Direct air connections between Russia and Georgia have been formally suspended by decree of Russian president Vladimir Putin banning local airlines from flying to the Caucasus republic from July 8 onwards.
The decree, which was issued on June 21, comes after violent protests in the Georgian capital of Tbilisi regarding the controversial participation of the Russian delegation in the Interparliamentary Assembly on Orthodoxy (IAO).
The Russian ministry of transport has imposed a temporary ban on flights of Georgia’s airlines to Russia, temporarily ending direct air links between the countries.
Two Georgian airlines – Georgian Airways and MyWay Airlines – operate direct flights between the two countries, as well as six Russian carriers – Aeroflot, Pobeda, Ural Airlines, S7 Airlines, Red Wings and Smartavia.
The decision means that one of the liveliest leisure travel markets has been closed in the midst of the peak vacation season. According to Russian on-line reservation services, in the first half of 2019, Georgia topped the list of the most popular international destinations for Russian tourists.
Russia’s Transport ministry has assessed that the consequential losses to Russian airlines may reach three billion roubles (US$47 million), including direct losses and other expected damages and the ministry is ready to consider allocating compensation to the carriers.
The loss of another commercial air travel market will only further exacerbate the existing financial woes besetting the Russian airline industry.
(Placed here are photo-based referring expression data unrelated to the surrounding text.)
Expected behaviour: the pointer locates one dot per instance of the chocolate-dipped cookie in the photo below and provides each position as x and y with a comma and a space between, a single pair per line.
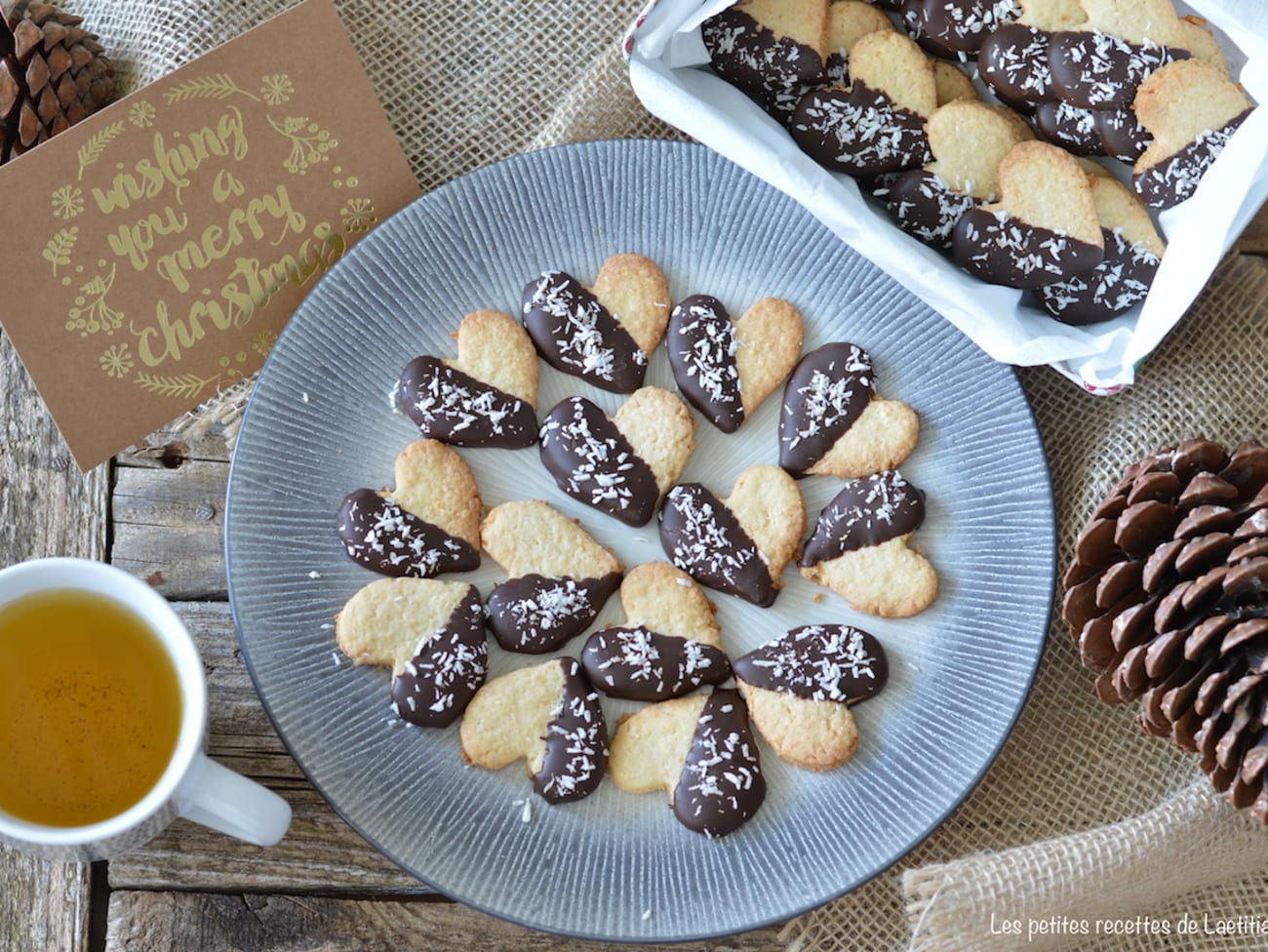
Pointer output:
546, 715
968, 139
726, 369
619, 465
1191, 109
740, 544
799, 689
861, 548
702, 752
603, 335
559, 576
876, 125
1043, 229
485, 397
1123, 279
426, 525
431, 634
668, 646
955, 29
835, 423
According to the Russian Air Transport Operators Association, at the end of the first quarter of 2019, the industry’s combined losses amounted to 45.3 billion roubles, 33.2 per cent worse than for the same period of last year. These current losses are already comparable to the total losses of the entire year 2018 that, according to the finance ministry, approached some 50 billion roubles.
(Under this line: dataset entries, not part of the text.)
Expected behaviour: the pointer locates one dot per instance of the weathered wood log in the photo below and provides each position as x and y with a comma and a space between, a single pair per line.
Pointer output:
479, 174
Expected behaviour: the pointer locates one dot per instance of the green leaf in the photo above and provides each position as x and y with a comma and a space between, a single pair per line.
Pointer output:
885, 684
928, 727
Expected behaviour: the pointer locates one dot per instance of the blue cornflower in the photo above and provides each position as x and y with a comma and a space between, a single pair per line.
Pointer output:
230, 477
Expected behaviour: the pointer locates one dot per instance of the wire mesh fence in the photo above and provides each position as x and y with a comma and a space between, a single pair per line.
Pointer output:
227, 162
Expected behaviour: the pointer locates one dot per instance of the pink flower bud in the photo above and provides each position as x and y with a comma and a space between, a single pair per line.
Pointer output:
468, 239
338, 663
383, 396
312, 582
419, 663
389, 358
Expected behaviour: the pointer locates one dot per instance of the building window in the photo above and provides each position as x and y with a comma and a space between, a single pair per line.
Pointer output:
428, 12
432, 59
Nevertheless it is the Georgian air transport industry that may suffer the bigger consequences of the political tensions between the two countries. Mariam Kvrivishvili, the head of Georgia’s National Tourism Administration, estimates the potential losses of the Georgian travel industry at about a million Russian tourists and up to two billion lari (US$715 million). The country was expecting to welcome 1.7 million Russian tourists this year, contributing more than US$890 million to the local economy. Last year more than 1.4 million Russians visited Georgia, a figure that represents some 20 per cent of the total international tourism traffic into the country.
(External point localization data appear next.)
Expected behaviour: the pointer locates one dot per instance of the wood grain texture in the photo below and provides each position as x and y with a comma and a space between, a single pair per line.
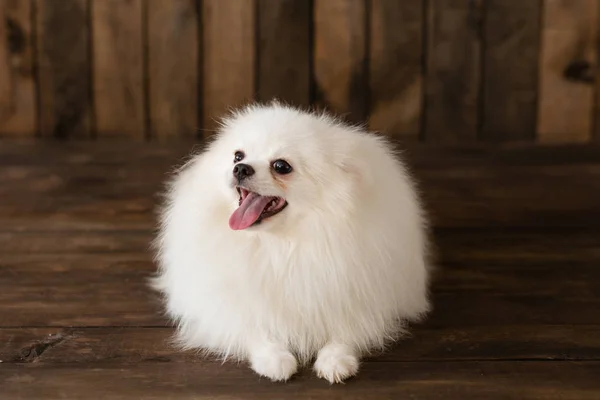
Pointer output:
173, 68
284, 51
453, 78
489, 380
79, 290
18, 111
116, 345
501, 186
396, 77
64, 68
512, 43
118, 68
228, 58
340, 59
476, 285
569, 50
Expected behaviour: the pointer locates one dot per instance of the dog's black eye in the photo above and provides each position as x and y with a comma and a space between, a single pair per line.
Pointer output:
282, 167
238, 156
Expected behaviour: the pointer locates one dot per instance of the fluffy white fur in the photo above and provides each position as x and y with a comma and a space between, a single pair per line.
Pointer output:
337, 274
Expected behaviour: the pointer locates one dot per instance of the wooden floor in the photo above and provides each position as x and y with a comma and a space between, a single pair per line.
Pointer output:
517, 293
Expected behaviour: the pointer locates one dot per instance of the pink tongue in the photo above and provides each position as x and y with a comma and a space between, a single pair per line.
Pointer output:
249, 211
At the same time, neighbouring countries may benefit from the impasse, as previously demonstrated when air connections were suspended with Ukraine in 2015. In that instance, transit traffic between Russia and Ukraine helped Belarusian airline Belavia and Minsk airport to mushroom by substantially increasing their passenger numbers.
Air travel between Russia and Georgia has been suspended before, in 2008, during the Russia/Georgia military conflict. Charter flights between the counties were resumed in 2010 and scheduled flights fully restored in 2014.